47. A peptide linker comprising an amino acid sequence
GnSGmX1X2X3 (SEQ ID NO:01)
Wherein X1 can be any amino acid residue other than serine, threonine, and proline,
wherein X2 and X3 can be any amino acid residue independently of each other,
wherein n is 1, 2, 3 or 4, and
wherein m is 3, 4 or 5.
48. A peptide linker comprising an amino acid sequence
GpSGnSGmX1X2X3 (SEQ ID NO:03)
Wherein X1 can be any amino acid residue other than serine, threonine, and proline,
wherein X2 and X3 can be any amino acid residue independently of each other,
wherein n is 1, 2, 3 or 4,
wherein m is 3, 4 or 5, and
wherein p is 3 or 4.
49. A fusion polypeptide according to any one of embodiments 47 to 48 wherein n-3 and m-3 or 4.
50. A fusion polypeptide according to any one of embodiments 47 to 49 wherein n-3 and m-4.

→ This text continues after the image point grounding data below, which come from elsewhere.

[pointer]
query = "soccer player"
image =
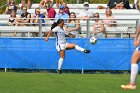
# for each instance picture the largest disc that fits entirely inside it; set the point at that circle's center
(134, 62)
(61, 43)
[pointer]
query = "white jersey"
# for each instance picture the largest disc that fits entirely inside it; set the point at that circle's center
(60, 35)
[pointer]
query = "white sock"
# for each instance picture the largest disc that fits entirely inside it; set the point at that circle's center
(79, 48)
(134, 72)
(60, 62)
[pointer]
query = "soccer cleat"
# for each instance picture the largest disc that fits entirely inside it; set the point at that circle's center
(129, 86)
(86, 51)
(59, 71)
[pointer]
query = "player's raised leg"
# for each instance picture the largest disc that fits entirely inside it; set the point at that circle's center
(71, 46)
(61, 59)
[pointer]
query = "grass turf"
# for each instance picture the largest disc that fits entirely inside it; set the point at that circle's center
(12, 82)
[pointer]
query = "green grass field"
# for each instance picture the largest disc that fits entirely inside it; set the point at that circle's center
(11, 82)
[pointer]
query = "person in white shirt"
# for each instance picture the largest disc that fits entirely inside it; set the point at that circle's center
(61, 43)
(87, 13)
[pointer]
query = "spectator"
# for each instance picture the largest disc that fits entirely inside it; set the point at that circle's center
(12, 20)
(61, 15)
(73, 25)
(66, 8)
(44, 2)
(35, 18)
(11, 6)
(59, 2)
(87, 13)
(98, 27)
(29, 4)
(50, 11)
(24, 18)
(109, 20)
(117, 4)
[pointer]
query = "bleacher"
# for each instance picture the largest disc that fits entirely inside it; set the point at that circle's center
(126, 20)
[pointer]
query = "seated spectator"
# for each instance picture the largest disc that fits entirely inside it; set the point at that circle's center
(50, 13)
(66, 8)
(35, 19)
(98, 27)
(117, 4)
(24, 18)
(29, 4)
(61, 15)
(43, 3)
(73, 25)
(12, 20)
(109, 19)
(59, 2)
(87, 13)
(11, 6)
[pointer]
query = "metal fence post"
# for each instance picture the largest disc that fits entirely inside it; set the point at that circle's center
(88, 32)
(137, 21)
(40, 28)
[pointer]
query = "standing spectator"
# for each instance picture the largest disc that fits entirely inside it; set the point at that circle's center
(24, 17)
(29, 4)
(98, 27)
(12, 20)
(116, 4)
(109, 19)
(66, 8)
(50, 12)
(59, 2)
(11, 6)
(61, 15)
(87, 13)
(73, 25)
(35, 18)
(43, 3)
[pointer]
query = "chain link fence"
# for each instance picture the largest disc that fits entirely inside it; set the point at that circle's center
(125, 29)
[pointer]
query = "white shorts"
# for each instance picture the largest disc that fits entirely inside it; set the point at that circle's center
(61, 47)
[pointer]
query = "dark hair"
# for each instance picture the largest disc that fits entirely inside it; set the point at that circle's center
(56, 23)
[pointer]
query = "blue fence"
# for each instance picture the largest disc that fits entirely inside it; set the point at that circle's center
(35, 53)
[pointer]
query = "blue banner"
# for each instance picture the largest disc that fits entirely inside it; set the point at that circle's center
(35, 53)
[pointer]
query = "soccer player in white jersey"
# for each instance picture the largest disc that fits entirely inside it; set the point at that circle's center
(61, 43)
(134, 62)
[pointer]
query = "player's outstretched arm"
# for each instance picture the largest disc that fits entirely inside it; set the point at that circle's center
(48, 35)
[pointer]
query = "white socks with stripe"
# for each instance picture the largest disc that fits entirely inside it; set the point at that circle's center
(60, 62)
(79, 48)
(134, 72)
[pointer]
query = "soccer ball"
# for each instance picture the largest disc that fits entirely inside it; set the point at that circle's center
(138, 5)
(93, 40)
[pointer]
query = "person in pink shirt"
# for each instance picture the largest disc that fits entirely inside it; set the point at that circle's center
(109, 20)
(50, 13)
(28, 5)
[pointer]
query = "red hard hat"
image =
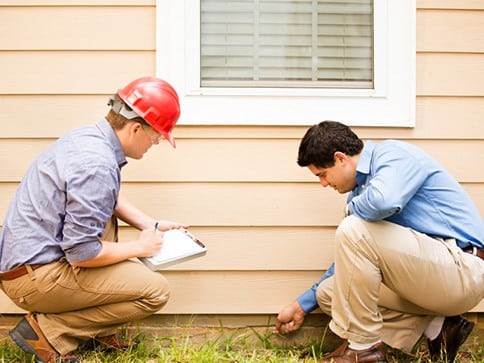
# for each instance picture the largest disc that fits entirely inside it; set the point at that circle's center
(156, 101)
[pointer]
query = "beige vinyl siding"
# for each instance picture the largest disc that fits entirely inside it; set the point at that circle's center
(267, 223)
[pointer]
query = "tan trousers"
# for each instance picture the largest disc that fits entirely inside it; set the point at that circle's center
(390, 282)
(75, 304)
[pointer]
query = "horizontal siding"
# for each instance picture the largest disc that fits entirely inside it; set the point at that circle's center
(267, 223)
(61, 28)
(450, 4)
(71, 72)
(438, 74)
(437, 118)
(254, 292)
(76, 3)
(462, 29)
(240, 204)
(276, 161)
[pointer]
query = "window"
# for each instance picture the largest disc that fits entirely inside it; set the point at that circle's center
(286, 43)
(268, 62)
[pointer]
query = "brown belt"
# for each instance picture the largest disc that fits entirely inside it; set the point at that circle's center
(16, 272)
(479, 252)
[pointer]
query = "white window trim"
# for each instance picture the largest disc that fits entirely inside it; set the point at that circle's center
(391, 103)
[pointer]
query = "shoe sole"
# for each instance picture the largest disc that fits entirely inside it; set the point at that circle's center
(22, 343)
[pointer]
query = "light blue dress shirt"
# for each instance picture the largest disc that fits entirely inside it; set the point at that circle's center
(400, 183)
(65, 199)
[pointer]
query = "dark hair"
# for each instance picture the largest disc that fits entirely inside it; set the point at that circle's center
(321, 141)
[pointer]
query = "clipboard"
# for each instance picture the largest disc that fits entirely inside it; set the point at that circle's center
(179, 245)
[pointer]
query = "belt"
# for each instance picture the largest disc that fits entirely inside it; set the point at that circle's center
(17, 272)
(473, 250)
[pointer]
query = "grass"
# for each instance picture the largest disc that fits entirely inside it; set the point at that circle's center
(248, 346)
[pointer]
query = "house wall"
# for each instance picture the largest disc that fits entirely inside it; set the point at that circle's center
(267, 223)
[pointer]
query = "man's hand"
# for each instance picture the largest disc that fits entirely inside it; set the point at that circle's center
(150, 242)
(290, 318)
(167, 225)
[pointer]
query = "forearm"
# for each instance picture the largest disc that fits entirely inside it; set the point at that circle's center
(112, 253)
(133, 216)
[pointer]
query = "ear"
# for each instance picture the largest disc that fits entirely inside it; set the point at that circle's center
(134, 127)
(340, 156)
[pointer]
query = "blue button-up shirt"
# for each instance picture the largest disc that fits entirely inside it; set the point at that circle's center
(400, 183)
(65, 199)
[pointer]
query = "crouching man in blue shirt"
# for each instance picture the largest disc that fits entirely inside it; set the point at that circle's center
(58, 257)
(408, 257)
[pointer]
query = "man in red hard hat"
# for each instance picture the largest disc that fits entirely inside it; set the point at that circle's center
(59, 259)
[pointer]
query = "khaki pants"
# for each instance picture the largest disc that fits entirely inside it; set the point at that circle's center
(390, 282)
(74, 304)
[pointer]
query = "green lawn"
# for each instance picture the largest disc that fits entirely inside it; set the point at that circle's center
(244, 347)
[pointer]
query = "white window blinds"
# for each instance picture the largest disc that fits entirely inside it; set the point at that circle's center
(283, 43)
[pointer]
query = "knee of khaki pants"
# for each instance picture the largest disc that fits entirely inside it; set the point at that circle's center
(324, 294)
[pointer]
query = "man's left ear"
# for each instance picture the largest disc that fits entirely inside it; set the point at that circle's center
(338, 155)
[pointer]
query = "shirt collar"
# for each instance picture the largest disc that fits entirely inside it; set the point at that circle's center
(363, 167)
(113, 140)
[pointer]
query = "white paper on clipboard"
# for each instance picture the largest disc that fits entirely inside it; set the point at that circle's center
(178, 245)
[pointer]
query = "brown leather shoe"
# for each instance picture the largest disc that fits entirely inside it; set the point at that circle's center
(109, 342)
(28, 336)
(344, 354)
(454, 332)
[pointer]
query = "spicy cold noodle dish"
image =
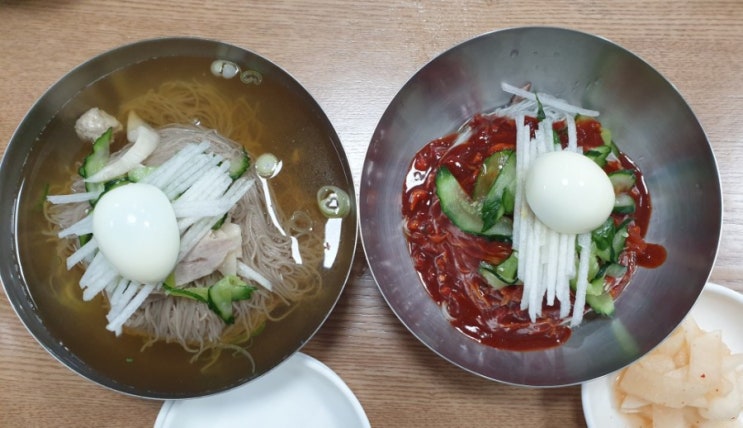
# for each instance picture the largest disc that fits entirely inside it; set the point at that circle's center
(525, 220)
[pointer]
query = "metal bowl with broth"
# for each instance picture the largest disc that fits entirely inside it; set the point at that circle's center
(650, 122)
(42, 151)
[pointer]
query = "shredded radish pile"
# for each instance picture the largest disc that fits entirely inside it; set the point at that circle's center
(546, 257)
(197, 183)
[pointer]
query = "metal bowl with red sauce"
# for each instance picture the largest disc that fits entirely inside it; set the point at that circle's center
(676, 229)
(448, 259)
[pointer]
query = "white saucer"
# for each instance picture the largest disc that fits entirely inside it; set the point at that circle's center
(718, 308)
(301, 392)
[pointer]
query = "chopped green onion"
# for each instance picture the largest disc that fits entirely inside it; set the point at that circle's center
(333, 202)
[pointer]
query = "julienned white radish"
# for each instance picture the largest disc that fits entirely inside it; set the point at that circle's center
(194, 178)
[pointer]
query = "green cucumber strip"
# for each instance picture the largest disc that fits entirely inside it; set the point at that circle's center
(240, 165)
(96, 160)
(507, 270)
(491, 168)
(615, 270)
(602, 304)
(622, 180)
(603, 235)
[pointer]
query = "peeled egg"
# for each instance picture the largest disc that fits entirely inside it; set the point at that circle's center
(568, 192)
(137, 231)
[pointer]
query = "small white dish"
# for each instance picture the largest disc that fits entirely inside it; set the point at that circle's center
(718, 308)
(301, 391)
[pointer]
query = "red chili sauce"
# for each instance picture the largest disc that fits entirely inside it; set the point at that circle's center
(447, 259)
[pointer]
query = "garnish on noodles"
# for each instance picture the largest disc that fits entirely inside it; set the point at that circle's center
(526, 219)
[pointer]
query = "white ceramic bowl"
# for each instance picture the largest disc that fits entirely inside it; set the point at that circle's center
(718, 308)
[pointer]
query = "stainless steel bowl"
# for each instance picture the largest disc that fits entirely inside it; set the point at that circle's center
(104, 81)
(651, 123)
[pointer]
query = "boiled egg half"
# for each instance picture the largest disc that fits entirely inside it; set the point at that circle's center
(137, 231)
(569, 192)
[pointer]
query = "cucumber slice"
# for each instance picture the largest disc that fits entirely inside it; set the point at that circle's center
(615, 270)
(486, 271)
(137, 174)
(602, 304)
(239, 165)
(96, 160)
(456, 204)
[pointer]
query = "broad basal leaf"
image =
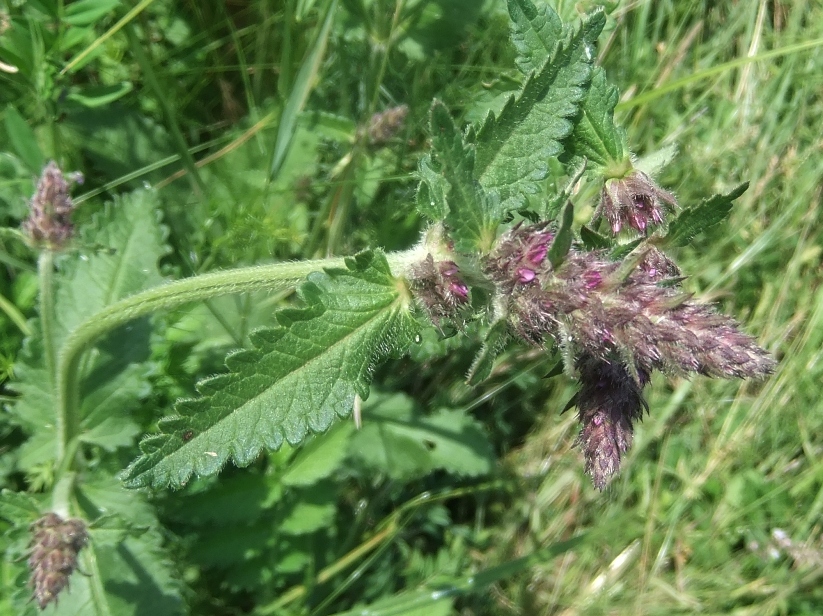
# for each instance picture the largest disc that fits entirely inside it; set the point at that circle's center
(706, 214)
(513, 148)
(451, 190)
(298, 377)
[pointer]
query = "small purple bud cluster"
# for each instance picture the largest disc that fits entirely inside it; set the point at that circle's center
(438, 287)
(55, 545)
(386, 124)
(633, 201)
(49, 222)
(617, 324)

51. A fusion polypeptide according to any one of embodiments 47 to 48 wherein n-4 and m-4 or 5.
52. A fusion polypeptide according to any one of embodiments 47 to 48 and 51 wherein n-4 and m-5.
53. A method of producing a fusion polypeptide comprising the steps of:
culturing the eukaryotic cell according to example 42 under conditions in which the fusion polypeptide is expressed, and
-recovering the fusion polypeptide from the eukaryotic cell or the culture medium.
Thereby producing a fusion polypeptide.
54. A method of producing a fusion polypeptide having a reduced level of post-translational modification, comprising:
culturing a host cell according to example 42 under conditions in which the fusion polypeptide is expressed, and
-recovering the fusion polypeptide from the eukaryotic cell or culture medium,
thereby producing a fusion polypeptide with a reduced level of post-translational modification.
55. A method of producing a stable fusion polypeptide, the method comprising genetically engineering a fusion protein to comprise the peptide linker of any one of embodiments 43 to 52, and allowing the fusion polypeptide to be expressed by a eukaryotic cell, thereby producing a stable fusion polypeptide.
56. A composition prepared according to the method of any one of embodiments 53 to 55.
57. A method of treating a subject who would benefit from treatment with a fusion polypeptide according to any one of examples 1 to 25 or a multimeric molecule according to any one of examples 26 to 31, comprising administering to the subject the composition of any one of examples 32 or 56.
58. Use of a composition according to any one of embodiments 32 or 56 for treating a disease or disorder.
59. Use of a composition according to any one of embodiments 32 or 56 for the manufacture of a medicament.
60. A fusion polypeptide according to any one of embodiments 1 to 25 or a multimeric molecule according to any one of embodiments 26 to 31 for use as a medicament.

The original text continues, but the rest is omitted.